I have a set of $d$-dimensional vectors $V = \{+1, 0, -1\}^d $. Then $P(V)$ constitutes the power set of $V$. I now construct a set of unit vectors $V_{sum}$ from the power set $P(V)$ such that $$ V_{sum} = \left\{\frac{\bar{v}}{\|\bar{v}\|} \quad \Bigg| \quad \exists S \in P(V),\quad \bar{v} =\sum_{v \in S} v \right\} $$ That is, each subset $S \in P(V)$ contributes to a vector in $V_{sum}$ formed as a sum of all the vectors in the subset $S$ and then taking the unit vector in that direction.
Note that there could be duplicates. For example, for $d = 3$, the vector $(\frac{1}{\sqrt{3}},\frac{1}{\sqrt{3}},\frac{1}{\sqrt{3}})$ can be formed as a sum of vectors of any of the following subsets $$S_1 = \{(1,0,0),(0,1,0),(0,0,1)\},\\ S_2 = \{(1,1,0 ),(1,0,1),(0,1,1)\},\\ S_3 = \{(1,1,1)\}.$$
and many more possibilities.
Now I want to find the maximum of Euclidean distance between any vector in $V_{sum}$ to its closest vector in $V_{sum}$. Is there an easy way to upper bound this max distance? (Ignoring the zero vector in $V_{sum}$).
In other words, if I consider $V_{sum}$ to be an $\epsilon$-net to the surface of the unit ball in $d$-dimensions, then I want to find an upper bound on $\epsilon$. Any weak upper bound on $\epsilon$ should suffice. The goal is to show that $V_{sum}$ forms a better $\epsilon$-net than the unit vectors formed from the vectors in $V$.
A partial answer. Since I find myself being too distracted by other things to push it any further, I decided to put out what I've come up with so far in hopes it might help.

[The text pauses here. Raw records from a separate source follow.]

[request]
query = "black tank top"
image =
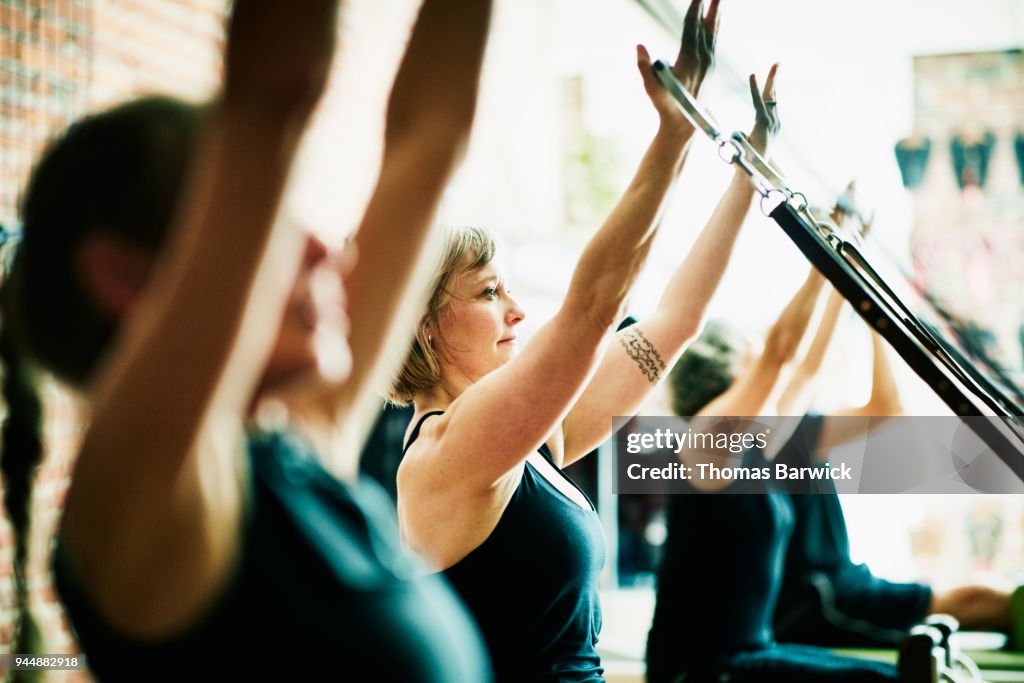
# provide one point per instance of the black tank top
(720, 575)
(532, 583)
(322, 591)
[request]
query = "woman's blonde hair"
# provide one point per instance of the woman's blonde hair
(466, 249)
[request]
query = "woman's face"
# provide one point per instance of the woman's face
(313, 335)
(477, 327)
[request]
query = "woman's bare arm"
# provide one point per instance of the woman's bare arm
(430, 114)
(509, 413)
(631, 370)
(158, 467)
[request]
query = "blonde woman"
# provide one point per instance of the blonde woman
(480, 488)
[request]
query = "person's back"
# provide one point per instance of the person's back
(719, 578)
(316, 554)
(156, 276)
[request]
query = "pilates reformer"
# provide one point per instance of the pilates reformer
(988, 403)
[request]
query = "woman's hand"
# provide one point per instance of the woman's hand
(695, 58)
(766, 124)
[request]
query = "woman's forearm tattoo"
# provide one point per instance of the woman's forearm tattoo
(643, 353)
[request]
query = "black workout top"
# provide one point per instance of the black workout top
(719, 575)
(322, 591)
(532, 583)
(820, 551)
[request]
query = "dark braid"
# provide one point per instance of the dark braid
(20, 452)
(118, 172)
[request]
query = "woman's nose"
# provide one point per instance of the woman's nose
(316, 251)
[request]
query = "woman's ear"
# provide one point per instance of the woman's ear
(113, 271)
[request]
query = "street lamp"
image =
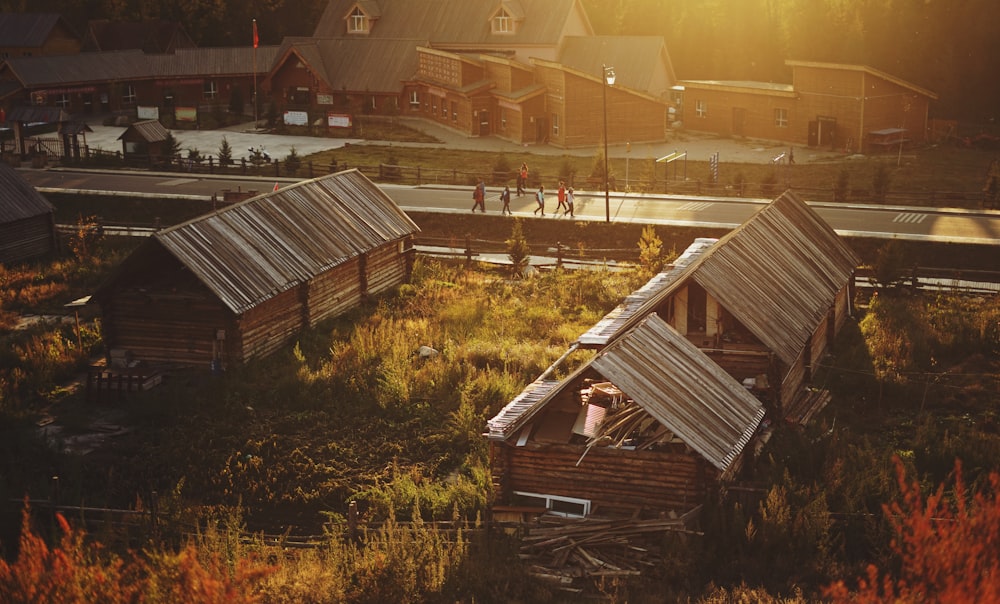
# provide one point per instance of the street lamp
(609, 80)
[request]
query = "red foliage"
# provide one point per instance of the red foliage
(949, 547)
(75, 571)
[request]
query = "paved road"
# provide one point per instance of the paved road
(901, 222)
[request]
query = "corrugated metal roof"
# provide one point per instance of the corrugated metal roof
(683, 389)
(151, 131)
(612, 323)
(636, 59)
(779, 273)
(457, 22)
(28, 30)
(18, 199)
(249, 252)
(88, 67)
(517, 412)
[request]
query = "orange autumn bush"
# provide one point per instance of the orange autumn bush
(948, 545)
(77, 571)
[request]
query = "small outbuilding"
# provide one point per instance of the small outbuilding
(27, 219)
(240, 282)
(146, 139)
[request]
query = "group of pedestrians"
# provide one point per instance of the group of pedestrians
(564, 196)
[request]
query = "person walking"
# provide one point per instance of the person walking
(540, 199)
(479, 197)
(561, 196)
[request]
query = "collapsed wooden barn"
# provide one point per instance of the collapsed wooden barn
(731, 329)
(27, 220)
(240, 282)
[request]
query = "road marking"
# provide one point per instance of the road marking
(695, 206)
(910, 217)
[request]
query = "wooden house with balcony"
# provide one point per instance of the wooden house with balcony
(685, 369)
(240, 282)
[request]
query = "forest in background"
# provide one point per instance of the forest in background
(950, 47)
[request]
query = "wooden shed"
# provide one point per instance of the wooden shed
(27, 220)
(649, 425)
(685, 368)
(146, 139)
(240, 282)
(765, 302)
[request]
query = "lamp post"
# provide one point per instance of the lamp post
(609, 80)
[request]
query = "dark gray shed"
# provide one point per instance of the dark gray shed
(27, 223)
(240, 282)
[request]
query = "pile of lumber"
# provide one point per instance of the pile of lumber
(564, 551)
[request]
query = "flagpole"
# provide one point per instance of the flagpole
(255, 40)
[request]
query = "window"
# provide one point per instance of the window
(561, 506)
(781, 118)
(503, 23)
(128, 95)
(357, 22)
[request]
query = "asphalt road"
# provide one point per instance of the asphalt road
(899, 222)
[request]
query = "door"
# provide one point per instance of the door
(739, 120)
(484, 122)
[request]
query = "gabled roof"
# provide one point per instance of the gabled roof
(18, 199)
(28, 30)
(683, 389)
(778, 274)
(636, 60)
(669, 378)
(151, 131)
(88, 67)
(249, 252)
(153, 36)
(863, 69)
(456, 22)
(356, 64)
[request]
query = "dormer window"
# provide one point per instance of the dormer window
(357, 22)
(503, 23)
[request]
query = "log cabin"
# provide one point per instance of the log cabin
(686, 368)
(240, 282)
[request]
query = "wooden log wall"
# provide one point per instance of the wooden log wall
(333, 292)
(28, 238)
(179, 326)
(269, 325)
(608, 477)
(386, 267)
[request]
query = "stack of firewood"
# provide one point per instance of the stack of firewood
(563, 550)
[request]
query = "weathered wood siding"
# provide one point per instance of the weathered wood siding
(26, 238)
(609, 477)
(269, 325)
(334, 292)
(178, 325)
(386, 267)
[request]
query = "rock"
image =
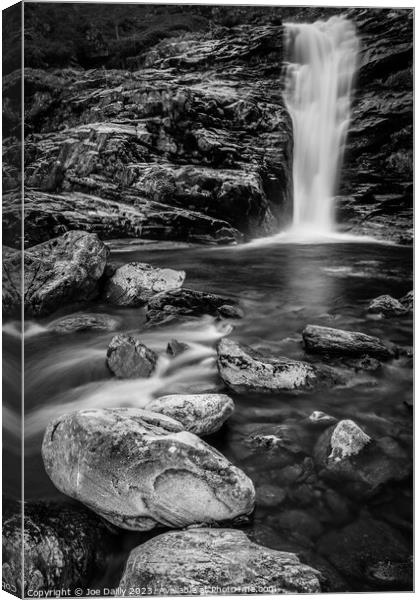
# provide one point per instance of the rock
(214, 562)
(140, 470)
(134, 284)
(201, 414)
(299, 521)
(386, 306)
(65, 546)
(345, 454)
(191, 303)
(408, 300)
(270, 495)
(326, 340)
(356, 550)
(245, 370)
(176, 348)
(61, 271)
(320, 419)
(84, 322)
(128, 358)
(347, 439)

Since the set consists of unital vectors, the inner products are the cosines of the angles between them. So the smaller the distance between any two vectors, the larger the inner product. So the find the closest neighbor to a vector, one must look for the other vector that maximizes the inner product with it. This maximum is necessarily $< 1$. If we didn't need distinct vectors, the maximum would be $1$, the inner product of a vector $v$ with itself. For distinct vectors, the inner product is maximized for vectors with coordinates as near to those of $v$ as possible. But to maintain a norm of $1$, if some coordinate decreases from that of $v$, there must be some other coordinate that increases. I have not yet investigated whether you can get closer by concentrating these changes in as few coordinates as possible, or spreading them out over as many coordinates as possible, but surely one or the other approach will give the closest other point.
Then to find the maximum distance between two closest neighbors, you need to look for vectors for which the changes between neighbors are necessarily as big as possible. This will occur when the coordinates of your first point are as low as possible. I suspect (but again, have not confirmed) that vectors with a single non-zero coordinate will have the farthest neighbors. The reason is the relative change from $0$ to $1$ is bigger than the relative change from $d$ to $d + 1$ for larger $d$.